JS Yeah, I think she is and ... I don't know what to do.

6 transcripts of 999 operators helping people cope with emergencies: a mother giving birth alone, a 5 year old whose mother is fitting, a mother and son trapped in a house fire, a brother and sister resuscitating their father, a husband saving his choking wife, and a neighbour saving his friend with an amputated arm
posted by roofus (43 comments total) 18 users marked this as a favorite
 
Op OK, is it serious bleeding?

SF Yes, yes, serious, where is the ambulance?

Op OK, it's on the way.
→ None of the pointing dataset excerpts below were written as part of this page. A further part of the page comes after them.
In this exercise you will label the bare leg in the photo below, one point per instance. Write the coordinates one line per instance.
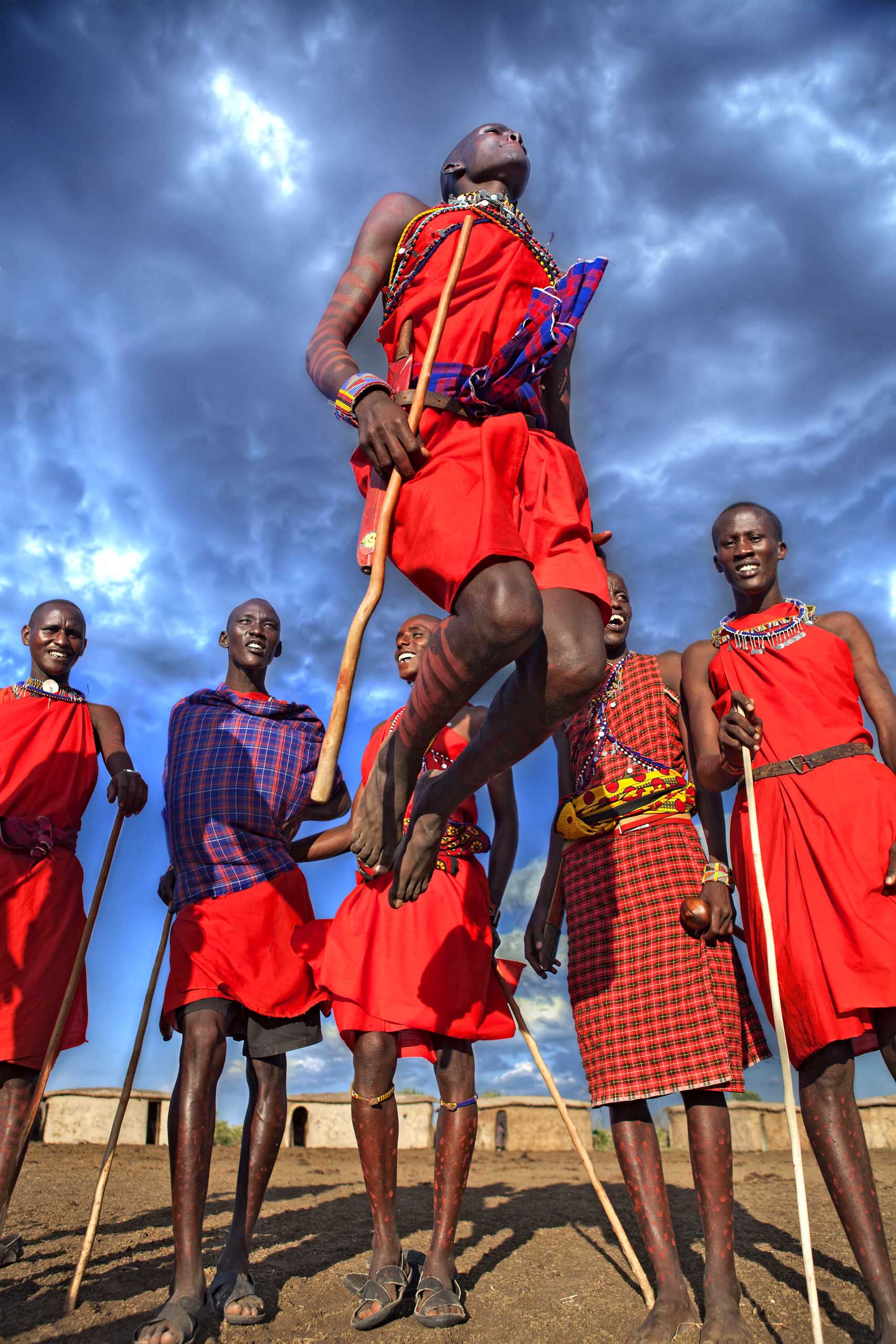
(554, 678)
(191, 1132)
(16, 1090)
(376, 1133)
(839, 1141)
(710, 1141)
(638, 1152)
(496, 617)
(884, 1022)
(262, 1133)
(455, 1141)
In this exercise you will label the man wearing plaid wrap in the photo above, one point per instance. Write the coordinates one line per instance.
(656, 1010)
(237, 783)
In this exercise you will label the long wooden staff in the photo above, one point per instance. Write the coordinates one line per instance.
(323, 785)
(635, 1264)
(790, 1102)
(62, 1018)
(109, 1156)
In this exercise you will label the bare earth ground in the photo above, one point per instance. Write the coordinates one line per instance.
(536, 1257)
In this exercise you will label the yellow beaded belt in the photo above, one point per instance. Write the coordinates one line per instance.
(633, 800)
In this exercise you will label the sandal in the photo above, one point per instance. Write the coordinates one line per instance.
(179, 1314)
(438, 1296)
(355, 1283)
(241, 1287)
(376, 1294)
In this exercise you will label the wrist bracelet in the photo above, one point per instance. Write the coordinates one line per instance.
(350, 393)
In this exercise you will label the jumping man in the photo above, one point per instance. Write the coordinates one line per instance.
(656, 1010)
(493, 519)
(238, 780)
(827, 812)
(418, 983)
(50, 736)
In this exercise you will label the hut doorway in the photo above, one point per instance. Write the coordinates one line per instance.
(154, 1121)
(300, 1127)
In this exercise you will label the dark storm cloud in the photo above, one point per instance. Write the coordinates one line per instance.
(163, 450)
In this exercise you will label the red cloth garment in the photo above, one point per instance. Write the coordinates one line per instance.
(425, 970)
(656, 1011)
(47, 769)
(825, 841)
(241, 947)
(493, 488)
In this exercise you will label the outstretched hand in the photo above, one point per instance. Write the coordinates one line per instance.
(739, 730)
(129, 791)
(386, 437)
(541, 944)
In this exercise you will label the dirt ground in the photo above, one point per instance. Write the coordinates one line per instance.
(535, 1254)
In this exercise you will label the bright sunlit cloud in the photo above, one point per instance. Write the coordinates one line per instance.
(267, 136)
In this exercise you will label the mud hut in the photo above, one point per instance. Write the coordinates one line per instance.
(324, 1120)
(531, 1124)
(85, 1115)
(761, 1127)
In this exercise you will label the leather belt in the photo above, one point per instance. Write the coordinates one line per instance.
(442, 402)
(803, 765)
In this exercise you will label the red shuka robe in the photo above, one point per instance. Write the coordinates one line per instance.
(425, 970)
(49, 769)
(493, 488)
(825, 841)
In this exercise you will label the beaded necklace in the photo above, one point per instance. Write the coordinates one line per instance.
(777, 634)
(493, 209)
(49, 690)
(442, 761)
(598, 719)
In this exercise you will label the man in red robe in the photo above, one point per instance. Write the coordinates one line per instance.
(493, 521)
(49, 741)
(827, 812)
(238, 780)
(418, 983)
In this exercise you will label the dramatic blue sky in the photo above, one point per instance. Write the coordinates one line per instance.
(183, 182)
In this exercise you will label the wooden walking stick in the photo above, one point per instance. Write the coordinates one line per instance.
(635, 1264)
(323, 785)
(62, 1018)
(109, 1156)
(790, 1102)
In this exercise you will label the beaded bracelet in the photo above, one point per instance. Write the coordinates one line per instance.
(350, 393)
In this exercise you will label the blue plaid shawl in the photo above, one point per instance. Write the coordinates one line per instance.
(511, 378)
(237, 772)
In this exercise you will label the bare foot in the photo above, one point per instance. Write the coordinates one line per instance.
(661, 1324)
(381, 1257)
(722, 1321)
(381, 812)
(418, 851)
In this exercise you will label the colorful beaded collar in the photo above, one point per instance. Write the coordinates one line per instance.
(498, 210)
(49, 690)
(775, 635)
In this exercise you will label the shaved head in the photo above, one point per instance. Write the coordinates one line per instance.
(57, 604)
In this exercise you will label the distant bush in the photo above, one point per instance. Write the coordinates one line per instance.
(226, 1133)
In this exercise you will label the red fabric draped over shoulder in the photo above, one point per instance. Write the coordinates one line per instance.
(47, 769)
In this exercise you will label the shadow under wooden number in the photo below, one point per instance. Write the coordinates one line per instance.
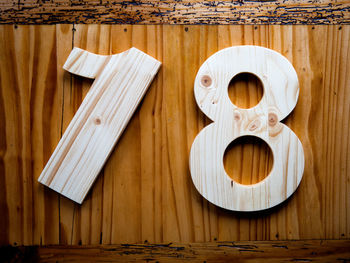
(121, 81)
(281, 90)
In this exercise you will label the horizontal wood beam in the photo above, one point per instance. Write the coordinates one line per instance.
(175, 12)
(251, 251)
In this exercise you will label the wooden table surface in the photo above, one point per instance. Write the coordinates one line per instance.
(145, 193)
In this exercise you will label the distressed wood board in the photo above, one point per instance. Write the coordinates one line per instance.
(271, 251)
(176, 12)
(145, 191)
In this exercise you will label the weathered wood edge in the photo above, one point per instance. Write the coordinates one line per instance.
(275, 251)
(176, 12)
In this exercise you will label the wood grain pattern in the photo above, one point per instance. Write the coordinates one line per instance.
(257, 251)
(121, 81)
(176, 12)
(230, 122)
(145, 191)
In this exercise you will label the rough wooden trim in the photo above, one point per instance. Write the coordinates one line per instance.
(176, 12)
(253, 251)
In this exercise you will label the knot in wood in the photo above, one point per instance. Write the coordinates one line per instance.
(97, 121)
(237, 116)
(272, 118)
(206, 81)
(254, 125)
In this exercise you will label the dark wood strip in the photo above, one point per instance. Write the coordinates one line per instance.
(286, 251)
(175, 12)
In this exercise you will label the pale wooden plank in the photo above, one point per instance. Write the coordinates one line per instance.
(94, 130)
(319, 208)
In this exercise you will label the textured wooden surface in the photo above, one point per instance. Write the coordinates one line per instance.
(176, 12)
(121, 80)
(273, 251)
(145, 190)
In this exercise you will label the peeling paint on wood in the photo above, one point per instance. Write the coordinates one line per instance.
(286, 251)
(176, 12)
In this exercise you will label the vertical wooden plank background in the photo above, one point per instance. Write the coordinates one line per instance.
(145, 190)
It's only round the corner, OK?

SF Round the corner?

Op It's just coming down [road name].

SF [Road name]?

Op Yes, it's literally round the corner, OK. Have you actually got the arm there with you?

SF Er, I don't know, no. [To John] Where's the arm?

Op Do you know where the arm is? [John says something in the background]

SF Er, I don't know, it's, it's down the back of the garden.

Op OK, so you haven't actually got the arm with you?

SF No, no ... It's just up the road, though.

how far is Monty Python from realism for Great Britain?
posted by geos at 10:11 AM on November 29, 2008 [13 favorites]


That particular chainsaw case was unusual / bleakly comical enough that is made the national news.
posted by roofus at 10:15 AM on November 29, 2008


there's something absurdly conversation about asking: is serious bleeding (after having an arm cut off)... and oh, by the way, where is that arm.... as if you are gently leading someone to the topic you wanted to bring up.
posted by geos at 10:19 AM on November 29, 2008 [1 favorite]


"Fitting"?
posted by Saxon Kane at 10:21 AM on November 29, 2008 [3 favorites]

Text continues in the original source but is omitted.